Vlaerdings redenrijck-bergh
(1617)–Anoniem Vlaerdings redenrijck-bergh– Auteursrechtvrij
[Folio Dd1v]
| |
Ketel
| |
[Folio Dd2r]
| |
Vlaerdingh tot de Ketel.
KOmt Kethel, die u zelfs oock out Bethel laet nomen,
Nu schuylen onder 'tgroen van myne Aker-bomen,
Die het voorleden Jaer haer bergden onder 'tLof
Van d'Oochster op de Son u Rede-rijckers Hof.
Mijn Nagebuir, welkoom, die u schult komt betalen,
Van komst op wederkomst, op wie niet is te smalen,
Als op Trouw'loze trouw' en Liefdeloze lieven,
Die garen zijn gerieft, maer niet garen gerieven.
| |
De Ketel tot Vlaerdingh.
O Deucht-out-slaefsche heyl! ô Lit des veelder Leden!

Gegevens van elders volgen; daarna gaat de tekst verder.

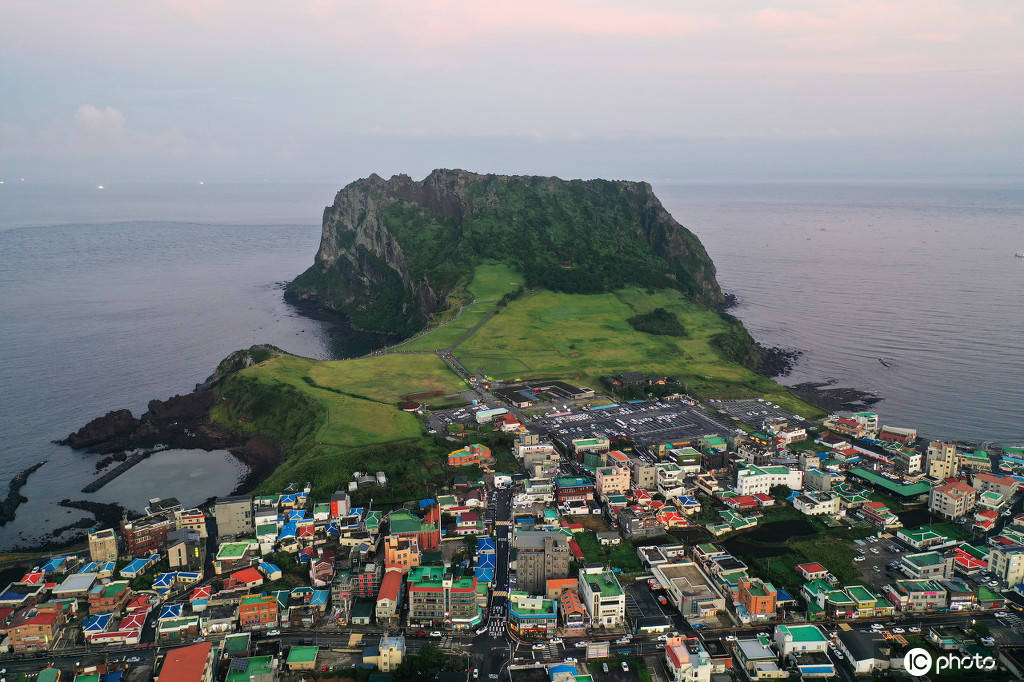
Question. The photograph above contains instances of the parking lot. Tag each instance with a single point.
(753, 412)
(646, 424)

O Batavis begin! trouhertich liefdich bloot,
Den Vromen stant gerecht int eerste vande noot,
Hoe hebt ghy uwer faem bekleet met vromigheden?

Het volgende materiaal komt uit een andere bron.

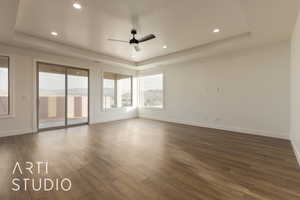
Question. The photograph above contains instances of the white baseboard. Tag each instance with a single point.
(296, 150)
(112, 120)
(226, 128)
(15, 132)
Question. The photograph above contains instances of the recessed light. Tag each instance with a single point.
(216, 30)
(54, 33)
(77, 5)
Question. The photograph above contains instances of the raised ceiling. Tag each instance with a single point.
(178, 24)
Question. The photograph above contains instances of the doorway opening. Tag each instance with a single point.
(62, 96)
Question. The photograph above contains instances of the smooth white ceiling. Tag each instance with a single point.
(176, 23)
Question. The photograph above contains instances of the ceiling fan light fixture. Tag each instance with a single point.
(54, 33)
(216, 30)
(77, 5)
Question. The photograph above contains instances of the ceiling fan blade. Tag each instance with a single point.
(146, 38)
(137, 48)
(114, 40)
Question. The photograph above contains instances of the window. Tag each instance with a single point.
(151, 91)
(4, 86)
(117, 90)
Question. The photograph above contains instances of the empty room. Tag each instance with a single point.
(149, 100)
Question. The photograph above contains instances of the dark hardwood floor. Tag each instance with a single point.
(142, 159)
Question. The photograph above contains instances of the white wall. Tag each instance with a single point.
(23, 119)
(295, 90)
(245, 91)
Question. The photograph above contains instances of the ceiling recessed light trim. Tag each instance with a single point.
(216, 30)
(77, 5)
(54, 33)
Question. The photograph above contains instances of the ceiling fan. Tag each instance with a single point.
(135, 42)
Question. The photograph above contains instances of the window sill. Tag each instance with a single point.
(152, 108)
(10, 116)
(118, 109)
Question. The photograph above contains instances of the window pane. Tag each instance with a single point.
(4, 85)
(77, 96)
(51, 96)
(116, 90)
(151, 91)
(108, 93)
(124, 92)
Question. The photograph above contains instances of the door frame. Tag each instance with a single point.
(66, 96)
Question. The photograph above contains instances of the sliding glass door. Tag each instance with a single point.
(62, 96)
(77, 95)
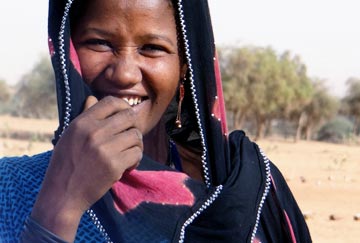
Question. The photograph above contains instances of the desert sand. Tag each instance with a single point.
(324, 177)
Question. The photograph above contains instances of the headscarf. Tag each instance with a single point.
(155, 203)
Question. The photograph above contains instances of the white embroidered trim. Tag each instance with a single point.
(266, 192)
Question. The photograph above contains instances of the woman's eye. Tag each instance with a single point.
(99, 45)
(153, 49)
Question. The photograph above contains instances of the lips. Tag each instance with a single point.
(133, 100)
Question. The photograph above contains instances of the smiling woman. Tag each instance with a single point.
(142, 152)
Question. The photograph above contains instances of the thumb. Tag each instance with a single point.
(90, 101)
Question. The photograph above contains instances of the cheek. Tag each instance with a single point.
(91, 66)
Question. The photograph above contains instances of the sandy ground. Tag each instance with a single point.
(325, 178)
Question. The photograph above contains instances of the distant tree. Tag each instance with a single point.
(4, 92)
(337, 130)
(321, 108)
(351, 103)
(260, 85)
(35, 95)
(236, 65)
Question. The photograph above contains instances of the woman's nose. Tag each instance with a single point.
(124, 71)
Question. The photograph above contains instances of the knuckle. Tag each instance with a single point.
(130, 114)
(136, 134)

Hoe hebt ghy op-gequeeckt, gebroet veel schoone Steden?
Als een Baer-moeder teer gezocht te maken groot,
Dijn Kinders, die nu hier dy hoorsamen in vreden.
O lof! ô menich eeuw sult blyven in gedacht,
Dat dees dijn leden veel liefdich hebben getracht,
Die ghy bewijst heyls eer met schone soete reden,
Daerom wy zijn verplicht te dancken u met macht,
En Aensien Liefd' by u door Liefd' van groter kracht,
Willen tot dijnder eer te Slavenburch in treden.